In my many years here, I frequently hear comments about abuse of medical leave, family leave, etc. It is hard to know if abuses exist – no one can really know what's going on in a co-worker's life or how they feel physically or mentally. And I do agree that having leave benefits for illness, and family care is what a caring organization should do, and that this is important to recruitment, retention, and career growth – studying and advocating on this has been part of my research and creative work, and my administrative duties as both a former associate dean and now as a department chair.

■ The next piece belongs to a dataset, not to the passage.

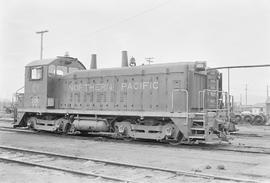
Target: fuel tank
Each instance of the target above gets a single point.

But I agree with Mr. Christensen and the values at MammothHR that it is important that all who work here invest in our incredible mission here at UC Davis Health. Our community would not be the same without the care we provide – we therefore need to invest in each other and in our organization and ensure our commitment is here so that our community and region can thrive. We are frequently under-staffed and recruitment is not always easy since shortages exist in all types of lab professionals. My commitment as the department chair and medical director is to strongly advocate so that we get the staffing we need. When you or your loved ones are sick and in need, we want to be sure that the laboratory staff who need to be here are here — and that we can comfortably cover for each other to deliver the high quality care that is needed when it's our turn to be the patient or the care-giver.
I am grateful to everyone who stepped up to fill in while I was on medical leave – you all enabled a healing time for me, and you kept the ship afloat for others to get care, too. Thank you to all.